Gone are the days of darning holes in socks, reupholstering couches or even bothering to move most of your furniture to your new house when your lease is up. May as well toss that shit to the curb and get the Ikea man to deliver a new batch, because of course, it is a new chapter.

As someone who still wears underpants with holes in them and gets told off by my mother for it, the idea of getting rid of anything still functional to anywhere other than a charity shop appals me. It is the laziness and disregard for the resources that are becoming more and more limited to us each and every day. It is the constant need to feel like we aren’t a failure if everything we own is new and shiny so we can keep up appearances to others. It is the complacency of our easy lives where you don’t even have to drive to KFC to get it when hungover anymore because someone will just bring it to you. So why should I drive my junk to a charity shop for someone else’s benefit. If they want it, come and get it. I’m just going to leave it here, the shortest distance from my door away and if the council gets to it to dump it into landfill before you do then stiff shit. It can go to landfill with all the rest of the shit I turfed out last month.

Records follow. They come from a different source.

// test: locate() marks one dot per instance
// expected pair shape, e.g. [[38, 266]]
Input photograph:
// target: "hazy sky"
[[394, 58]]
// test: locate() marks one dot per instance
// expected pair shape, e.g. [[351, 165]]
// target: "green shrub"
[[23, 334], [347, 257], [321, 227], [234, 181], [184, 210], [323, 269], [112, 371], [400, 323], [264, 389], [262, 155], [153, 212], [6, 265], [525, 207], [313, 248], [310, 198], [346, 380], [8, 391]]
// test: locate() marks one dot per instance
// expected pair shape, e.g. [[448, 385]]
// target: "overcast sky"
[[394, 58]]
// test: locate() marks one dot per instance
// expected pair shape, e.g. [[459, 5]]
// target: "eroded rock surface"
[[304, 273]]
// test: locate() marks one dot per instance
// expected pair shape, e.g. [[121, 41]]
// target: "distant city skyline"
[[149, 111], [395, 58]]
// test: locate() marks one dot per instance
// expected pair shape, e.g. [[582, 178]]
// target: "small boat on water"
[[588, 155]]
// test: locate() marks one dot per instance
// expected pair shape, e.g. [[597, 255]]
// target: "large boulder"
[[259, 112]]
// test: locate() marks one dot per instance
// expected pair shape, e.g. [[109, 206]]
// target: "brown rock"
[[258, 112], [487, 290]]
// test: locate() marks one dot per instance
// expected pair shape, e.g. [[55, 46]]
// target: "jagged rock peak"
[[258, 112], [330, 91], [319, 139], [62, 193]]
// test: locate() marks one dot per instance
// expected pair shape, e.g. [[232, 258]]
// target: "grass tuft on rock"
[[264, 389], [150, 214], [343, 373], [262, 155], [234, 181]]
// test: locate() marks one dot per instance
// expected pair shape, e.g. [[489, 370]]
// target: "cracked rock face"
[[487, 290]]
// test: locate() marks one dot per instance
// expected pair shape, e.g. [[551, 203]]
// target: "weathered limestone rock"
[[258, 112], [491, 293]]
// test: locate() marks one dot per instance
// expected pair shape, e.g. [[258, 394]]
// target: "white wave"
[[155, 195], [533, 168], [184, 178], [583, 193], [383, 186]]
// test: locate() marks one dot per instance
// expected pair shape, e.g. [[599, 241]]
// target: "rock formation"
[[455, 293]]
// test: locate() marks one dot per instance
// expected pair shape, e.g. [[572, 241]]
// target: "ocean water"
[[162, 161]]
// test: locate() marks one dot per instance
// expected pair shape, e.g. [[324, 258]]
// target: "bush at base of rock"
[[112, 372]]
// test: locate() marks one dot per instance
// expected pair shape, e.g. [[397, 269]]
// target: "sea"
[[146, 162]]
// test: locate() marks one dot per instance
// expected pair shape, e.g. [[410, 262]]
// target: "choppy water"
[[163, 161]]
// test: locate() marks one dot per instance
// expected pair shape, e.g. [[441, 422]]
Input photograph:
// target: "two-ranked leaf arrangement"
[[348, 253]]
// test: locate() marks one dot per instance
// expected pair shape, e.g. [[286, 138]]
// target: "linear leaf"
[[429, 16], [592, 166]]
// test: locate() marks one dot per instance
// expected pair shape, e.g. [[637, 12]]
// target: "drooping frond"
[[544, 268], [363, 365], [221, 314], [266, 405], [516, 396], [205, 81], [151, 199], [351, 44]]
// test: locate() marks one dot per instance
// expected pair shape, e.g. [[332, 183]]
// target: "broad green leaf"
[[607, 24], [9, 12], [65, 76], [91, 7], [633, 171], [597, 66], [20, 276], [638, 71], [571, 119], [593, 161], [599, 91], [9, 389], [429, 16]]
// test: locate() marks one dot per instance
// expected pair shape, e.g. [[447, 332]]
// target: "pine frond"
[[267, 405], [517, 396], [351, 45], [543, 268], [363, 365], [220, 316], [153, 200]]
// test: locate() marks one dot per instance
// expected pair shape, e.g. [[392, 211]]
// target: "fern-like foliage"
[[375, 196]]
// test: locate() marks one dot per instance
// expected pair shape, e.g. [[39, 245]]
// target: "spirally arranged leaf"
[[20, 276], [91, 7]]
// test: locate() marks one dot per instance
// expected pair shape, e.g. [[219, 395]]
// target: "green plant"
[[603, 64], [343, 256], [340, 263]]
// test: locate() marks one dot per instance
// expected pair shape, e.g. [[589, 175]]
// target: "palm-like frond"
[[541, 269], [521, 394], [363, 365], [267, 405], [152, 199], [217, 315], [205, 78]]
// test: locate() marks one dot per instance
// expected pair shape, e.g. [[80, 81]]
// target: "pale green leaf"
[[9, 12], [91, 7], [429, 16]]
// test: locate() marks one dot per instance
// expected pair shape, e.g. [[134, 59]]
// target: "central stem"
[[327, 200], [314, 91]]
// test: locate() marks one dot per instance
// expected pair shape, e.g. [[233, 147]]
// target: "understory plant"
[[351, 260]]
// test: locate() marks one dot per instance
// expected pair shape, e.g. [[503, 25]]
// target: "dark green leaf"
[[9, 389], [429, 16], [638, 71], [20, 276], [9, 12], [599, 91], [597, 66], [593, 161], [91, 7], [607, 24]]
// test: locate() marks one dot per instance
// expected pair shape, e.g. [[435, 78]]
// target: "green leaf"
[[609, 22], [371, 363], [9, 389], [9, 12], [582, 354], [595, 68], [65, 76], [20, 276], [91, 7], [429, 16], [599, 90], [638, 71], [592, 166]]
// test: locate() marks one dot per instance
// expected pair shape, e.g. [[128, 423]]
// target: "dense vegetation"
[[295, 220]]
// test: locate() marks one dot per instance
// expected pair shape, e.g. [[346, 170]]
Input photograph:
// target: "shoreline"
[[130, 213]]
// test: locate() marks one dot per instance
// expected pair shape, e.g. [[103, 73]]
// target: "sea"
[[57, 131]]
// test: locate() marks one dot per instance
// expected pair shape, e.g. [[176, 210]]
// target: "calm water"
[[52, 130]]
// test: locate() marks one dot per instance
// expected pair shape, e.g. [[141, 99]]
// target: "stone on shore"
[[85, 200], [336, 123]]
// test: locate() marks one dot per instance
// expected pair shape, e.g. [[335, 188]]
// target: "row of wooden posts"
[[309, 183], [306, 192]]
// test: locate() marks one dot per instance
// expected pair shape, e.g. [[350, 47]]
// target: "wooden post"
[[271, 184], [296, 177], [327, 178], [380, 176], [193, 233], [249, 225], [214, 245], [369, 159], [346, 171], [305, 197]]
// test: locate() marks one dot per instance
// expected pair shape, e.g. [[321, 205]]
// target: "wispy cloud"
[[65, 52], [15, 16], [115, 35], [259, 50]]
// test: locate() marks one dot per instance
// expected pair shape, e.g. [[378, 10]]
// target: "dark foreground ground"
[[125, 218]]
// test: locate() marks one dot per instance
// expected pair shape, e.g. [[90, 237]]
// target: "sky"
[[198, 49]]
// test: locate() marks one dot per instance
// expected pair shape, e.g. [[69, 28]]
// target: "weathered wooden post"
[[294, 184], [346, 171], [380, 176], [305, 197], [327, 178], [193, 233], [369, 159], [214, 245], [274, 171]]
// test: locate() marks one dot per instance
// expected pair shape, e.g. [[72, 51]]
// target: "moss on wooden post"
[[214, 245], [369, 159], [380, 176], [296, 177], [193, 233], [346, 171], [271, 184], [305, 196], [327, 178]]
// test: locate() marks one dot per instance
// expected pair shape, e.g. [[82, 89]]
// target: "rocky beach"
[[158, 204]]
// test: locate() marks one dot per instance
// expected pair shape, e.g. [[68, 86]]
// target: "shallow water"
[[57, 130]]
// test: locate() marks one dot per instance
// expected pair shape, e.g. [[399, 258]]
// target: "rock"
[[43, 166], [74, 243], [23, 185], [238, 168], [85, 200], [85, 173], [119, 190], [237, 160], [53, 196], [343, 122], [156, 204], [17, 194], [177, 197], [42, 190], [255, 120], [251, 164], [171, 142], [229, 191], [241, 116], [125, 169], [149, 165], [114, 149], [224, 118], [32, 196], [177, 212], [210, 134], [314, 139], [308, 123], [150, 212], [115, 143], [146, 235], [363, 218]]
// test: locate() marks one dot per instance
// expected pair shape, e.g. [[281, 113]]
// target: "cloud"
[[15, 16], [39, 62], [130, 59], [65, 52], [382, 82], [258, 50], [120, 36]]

More than ever before, we need to take action. And while people are up in arms about plastics and biodegradables and cutting waste, fighting the good fight, majority are too lazy to be bothered because of the selfishness of not seeing past themselves. And that right there is not just a sad thing to observe, but a waste of the fucking planet and a waste of the life that won’t exist in as short as a few thousand years because of it. As convenience replaces having a conscience, we collectively give less of a fuck about each other, the environment or the future outside of our direct selves. We waste our opportunities to have a positive mark on the world and our society with our complacent and lazy attitudes. And while it isn’t everybody, there are a number of people who fight the good fight, many can’t be bothered and procrastinate the now. Because I’m not going to know about it when I’m dead and then the waste can be someone else’s problem for good.

As someone who has travelled around the world and seen how little that others have globally, my frustration for the constant moaning by members of developed societies about how hard it is that they have it because they can’t upgrade to a larger television or get pissed this weekend without shelling over a hundred bucks is infuriating. Even students I used to teach in England would snap the pencils I loaned them in half and then tell me to get over it because I can replace it for ten pence. Smash their phones? Whatever, their parents will give them another new top of the line iPhone to replace it as long as they throw a large enough tantrum. There is no inherent value in the possessions that we have anymore and we are more than ever becoming consumption machines that are taking in as much as we can and spitting out what doesn’t suit us anymore without thought or consequence.

The biggest questions I guess from here are to what consequence? And exactly how long can we keep going at life like this until these consequences seriously set in. My friend has convinced me that to survive the impending apocalypse we should go and learn which native plants we can forage so that we will live when there is no food on supermarket shelves left over. My other friend who worked in natural land management suggested not to do so if I didn’t want to die of heavy metal poisoning. Apparently we are wasting our soil by dumping our toxic products into creek streams without stress of repercussions either.

Nothing makes us sit up and pay attention. Nothing makes us listen. And as our society becomes more and more involved in themselves and how to make themselves look good to millions of others on the internet, or how to make millions of dollars to not share with others, I am wondering what it will take to make this happen. I am wondering how far this is going to go before all hell breaks loose and our option to be so wasteful is taken from us. Maybe I will see it in my lifetime. Maybe I won’t. I fucking I hope I don’t. But somehow I feel this is a large possibility right now.